Since beginning his career with the University of Maine men’s hockey team, senior forward Joey Diamond has spent 439 minutes in the penalty box according to USCHO.com — equivalent to more than seven games.
Yet, what may better represent Diamond aren’t those hundreds of minutes spent in the penalty box, but rather the five days he spent in his hometown of Long Beach, N.Y., one of the coastline towns that was ravaged by Superstorm Sandy.
A born and bred New Yorker, Diamond grew up in Long Beach, spending his days at the famed boardwalk that stretched along the Atlantic Coast.
“They were hit pretty hard,” Diamond said of the roads. “There was a lot of damage — it was pretty devastating, actually. They started the removal of our boardwalk. I had a lot of memories growing up there. It’s something that we’ll get through. There are a lot of people hurt.”
Diamond got to go home over the holidays, the first time since the storm, spending five days with family and friends. Aside from doing the traditional holiday events, the senior forward for the Black Bears spent the majority of his time doing what everyone else in Long Beach has been doing for the last two months: cleaning up.
“My house got hit. Not as bad as others, but our basement got hit pretty bad,” Diamond said. “Friends [got hit] too. Everybody has the same feeling. I know there was a lot of people just walking around, seeing if anyone needed help.”
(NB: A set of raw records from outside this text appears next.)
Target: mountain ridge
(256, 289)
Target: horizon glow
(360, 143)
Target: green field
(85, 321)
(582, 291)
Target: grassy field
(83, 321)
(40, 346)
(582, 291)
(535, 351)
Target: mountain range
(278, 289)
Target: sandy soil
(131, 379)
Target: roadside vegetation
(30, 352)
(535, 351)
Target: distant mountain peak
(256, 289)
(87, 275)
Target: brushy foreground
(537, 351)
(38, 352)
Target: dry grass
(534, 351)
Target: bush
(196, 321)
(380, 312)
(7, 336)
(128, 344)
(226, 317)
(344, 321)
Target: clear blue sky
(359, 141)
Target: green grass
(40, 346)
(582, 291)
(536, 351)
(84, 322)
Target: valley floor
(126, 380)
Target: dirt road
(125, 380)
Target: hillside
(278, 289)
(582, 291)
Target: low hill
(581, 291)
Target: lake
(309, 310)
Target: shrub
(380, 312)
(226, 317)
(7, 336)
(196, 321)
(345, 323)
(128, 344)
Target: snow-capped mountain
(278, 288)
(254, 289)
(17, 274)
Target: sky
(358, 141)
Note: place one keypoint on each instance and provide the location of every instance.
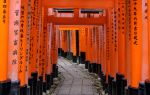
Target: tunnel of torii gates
(112, 41)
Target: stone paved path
(76, 81)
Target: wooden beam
(100, 4)
(73, 27)
(77, 21)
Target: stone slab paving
(75, 81)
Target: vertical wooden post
(4, 15)
(147, 83)
(13, 49)
(22, 47)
Diamond was in Orono when news broke of the storm. As badly as he wanted to go home, commitments to his last year as a student and hockey player made it far too difficult to travel home. Finally being able to travel home and see the damage, Diamond said, was jarring.
“It’s always home, but it was devastating, going back, seeing everything,” Diamond said. “You see pictures [from the news], but going home and seeing people’s houses, what they’re going through now, your heart goes out to everyone. When I went home, some parts looked cleaned up while others still looked like a war zone.”
Despite the work done in his community, if you ask the common college hockey fan about Diamond, the descriptions of a hothead or a dirty player come to mind. All too often in sports, the impressions associated with player are based on how they act while they play for good or for bad. Some might see it as unfair, but it doesn’t bother Diamond.
“I think it’s completely fair. That’s what people see,” he said. “Probably only the guys in my locker room and on the coaching staff know how I really am away from the rink. That’s fine by me.”
One of the few people who really knows Diamond is UMaine men’s hockey coach Tim Whitehead. While most college scouts and coaches watched Diamond in the Ontario Junior Hockey League racking up penalty minutes — 213 in 45 games — Whitehead focused on Diamond’s production: 42 goals, 34 assists in 45 games.
“That’s probably why other teams passed on him, but I love Joey — always have,” Whitehead said. “From the moment I saw him play in Ontario when he was a youngster, I knew he was a true Black Bear.”
Whitehead and the UMaine coaching staff have tried to work with Diamond in acknowledging certain situations on the ice where it’s not in the best interest to be called for a penalty. Whitehead admitted it’s difficult to separate those poor qualities in Diamond’s game from what makes him great.
“That’s an ongoing challenge, and I think it will always be,” Whitehead said. “There are times when Joey’s been benched — missed shifts, missed games because of unnecessary penalties — but there’s other times he has helped us win games with his physical play and his courage to take hits and put his neck on the line for his teammates.”
While Diamond is never a fan of ending up in the “sin bin,” — after his record-breaking game against the University of Massachusetts on Nov. 16, Diamond told the media, “[The refs] kind of have it out for me a little bit” — he does admit that when he looks back at his record, which certainly looks safe for a while, he’ll take it in stride.
“I’ll definitely laugh at it,” Diamond said. “I already get a lot of jokes in the locker room. I play on the fence, and sometimes you cross it.”
Yet, despite his on-ice terror and attraction toward penalties, Diamond is about as soft-spoken as an athlete with a mean streak can be.
“His teammates and coaches know that he will go through a wall for them,” Whitehead said. “Sometimes I feel as though he will literally go through the wall. He’s that strong and that determined. Off the ice, people have no idea what kind of person he is. They would be surprised.”